"Have you not asked those who travel the roads, and do you not accept their testimony?" (Job 28:29)

Tuesday, November 22, 2011

Healing Slices From A Cut Deck

Sometimes a slice of the past comes to us and strikes hard, cutting like the edge of a worn ace dealt from an old pinochle deck. However, these times remembered may open us up and heal us… the effect depending on the giver, the recipient and the grace of God. Such graceful slicing renders my heart this day as I pour over family photos recently received from my cousin. They trace my history by showing pictures of my family members that go back over a century, even to the days just after the American Civil War.
First noticed among them, however, is a picture taken at the beginning of this present century. It is one where I stand tall, elderly and bearded, amid other family members when we gathered at the burial of a favorite uncle. I will always remember Uncle Joe Briar. I remember him for his playing of pinochle. I think of his home-made ice cream, and his laughing chuckle belted from a hairy chest clothed in carpenter’s overalls. And fondly, I remember him for his wrestling with my cousin and myself in the backyard of my great grandparent’s home after we had respectfully buried my great grandfather. For we had buried the dear and departed William Burton Beam, and Uncle Joe’s family-style bear hugs changed that somber day into an afternoon filled with childish revelry and family warmth. Though beloved grandpa had gone to heaven, you see.., Uncle Joe had taught that we would be okay.

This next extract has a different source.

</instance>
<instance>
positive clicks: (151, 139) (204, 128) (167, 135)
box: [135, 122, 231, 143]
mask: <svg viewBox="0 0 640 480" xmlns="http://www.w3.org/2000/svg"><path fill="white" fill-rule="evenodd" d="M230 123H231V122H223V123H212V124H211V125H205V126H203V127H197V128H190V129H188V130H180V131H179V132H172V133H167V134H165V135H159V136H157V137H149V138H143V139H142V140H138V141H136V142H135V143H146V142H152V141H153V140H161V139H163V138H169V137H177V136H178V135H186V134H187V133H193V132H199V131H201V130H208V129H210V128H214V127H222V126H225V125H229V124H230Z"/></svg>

Standing beside me in the more recent picture I see my sister Cynthia. She has now died as well, and I struggle in my aging humanity to keep her from becoming just one single card placed in the shuffling of a multiple-deck of life. Yet there is no Uncle Joe to cradle us now, and I just wrestle in my spirit with God. For you see, these all rest with William Burton Beam, and are remembered by my faltering finitude. As the years pass I find myself rejoicing that though I and my memories may fade, God shall not forget. That is his promise, and I cling to it for I love them all deeply.
But now as I write these words, sweet memories begin to emerge, for I see Cindy vividly in my mind’s eye. She stood as a child, this loving sister, in a late evening’s cellar stairwell. She stood down there low on the steps holding my supper out to me, for I had been banished from the house and kitchen. I had come home too late from playing backlot basketball. The memory of mom’s anger and Cindy’s care is likened to God’s strong Law which properly condemns, and the gracious Gospel’s forgiveness. All this is personified through the sweet sisterly face remembered.

Amid the pictures I also find my parents, Muriel and Clyde. The picture was taken early in their married years. It was during WW2 (c.1943), just a year or so after my birth. I know the approximate date not by my mother’s youthful beauty nor by my father’s Navy uniform, but because of family stories told about her toiling in the Pratt & Whitney aircraft engine factory in Hartford, CT. I know of the time you see, for the picture you see clearly shows her work uniform worn proudly like the historic “Rosey the Riveter”. Mom's beauty while at work is thus emblazoned in my remembrance, a card lovingly turned face up by any machinery that mimics the hum of a Westinghouse wringer washer lulling me to sleep as I lay beneath her feet when she did our laundry in Scranton, PA. Yes, now I remember… now it becomes clear. Thank you blessed cousin for you have given me tears and treasures of days gone by. And especially thank you Almighty God, for through these thinly sliced moments dealt to me in time, you have shown me to be richly wrapped like your Son, in the warmth of swaddling clothes.